Beschuldigungen und Drohungen von palästinensischer Seite lassen natürlich nicht lange auf sich warten, obgleich die Ärzte eine Vergiftung Arafats definitiv ausgeschlossen haben. Aber da keine Diagnose an die Öffentlichkeit gedrungen ist, ist es natürlich ein Leichtes, Behauptungen aufzustellen, die nur noch schwer nachzuprüfen sind. Dennoch – eine Ära neigt sich dem Ende zu, und die Ungewissheit veranlasst die hiesigen Organe, ihre Sicherheitsvorkehrungen zu verschärfen: mehr Straßensperren, verstärkte Kontrollen, erhöhte Alarmbereitschaft. Sollte erwähnt werden, dass Arafat am Todestag Rabins ins Koma fiel? Kann man in diesen Zufall Bedeutung hineinlesen? Die nächsten Wochen und Monate werden zeigen, welche Auswirkungen Arafats Tod auf das Klima und die Zukunft in dieser Region hat. Unnötig zu erwähnen, dass die Hoffnungen so groß wie die Ängste sind. Jeder hier wünscht sich endlich Ruhe und Frieden für beide Seiten.

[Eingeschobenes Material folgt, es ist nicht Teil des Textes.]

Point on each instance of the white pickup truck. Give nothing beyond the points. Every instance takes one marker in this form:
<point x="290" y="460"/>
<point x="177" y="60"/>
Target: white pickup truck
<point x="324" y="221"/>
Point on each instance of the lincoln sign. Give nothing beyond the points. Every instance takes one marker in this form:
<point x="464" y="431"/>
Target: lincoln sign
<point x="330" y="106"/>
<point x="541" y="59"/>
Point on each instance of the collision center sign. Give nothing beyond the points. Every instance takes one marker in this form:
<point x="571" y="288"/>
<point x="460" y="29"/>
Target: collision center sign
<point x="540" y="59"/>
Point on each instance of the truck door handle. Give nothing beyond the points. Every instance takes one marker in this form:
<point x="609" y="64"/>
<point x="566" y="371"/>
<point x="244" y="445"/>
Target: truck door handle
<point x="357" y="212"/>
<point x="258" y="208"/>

Damit nicht genug, stehen auch beruflich strukturelle Veränderungen an. Wir ziehen vom Großraumbüro in unsere eigenen vier Wände, verabschieden uns innerhalb von zwei Wochen von unserer Team- und unserer Abteilungsleiterin, lernen ihre Nachfolger kennen (welch eine Erleichterung!), und warten gespannt auf einen zusätzlichen Redakteur, der aber erst noch gefunden werden muß – was sich als nicht so einfach herausstellt, weil einer nach dem anderen durch die firmeninterne Prüfung fällt oder die Vorstellungsgespräche nicht meistert. Auf der anderen Seite quält mein Mann sich bis zum Rand der Depression mit der Entscheidung ab, ob es richtig war, den Vertrag in einer (übrigens deutschen) Firma zu unterschreiben, in der er im Dezember als Software-Architekt anfangen soll, oder ob er den bisherigen Karriereweg im IT-Bereich vielleicht doch hätte weitergehen sollen. Trennungen sind eben nie leicht und Scheidewege immer ein Risiko, das es abzuwägen gilt.Und nicht zuletzt stehen familiäre Veränderungen an, die sich momentan physisch in der sich rundenden Form meines Bauches manifestieren, der mitunter schon unkontrolliert unter der wachsenden Kraft kleiner Fäuste und winziger Füße erzittert. Bis zum Mutterschutz bleiben mir noch drei Monate, vorausgesetzt ich arbeite wie der Großteil der werdenden Mütter hier bis zum Tag der Geburt, um die kostbaren 12 bezahlten Wochen nicht vorab zu vergeuden. Aber langsam wird der Gedanke Realität, und das nicht nur ob der Krabbeldecke und des Teddybären, die meine Eltern uns bereits mit auf den Weg gegeben haben. Diese Monate sind ganz klar eine Zeit des Umbruchs und des Neuanfangs. Die positive Energie, die damit einhergeht, werden wir auf allen Ebenen zu nutzen wissen.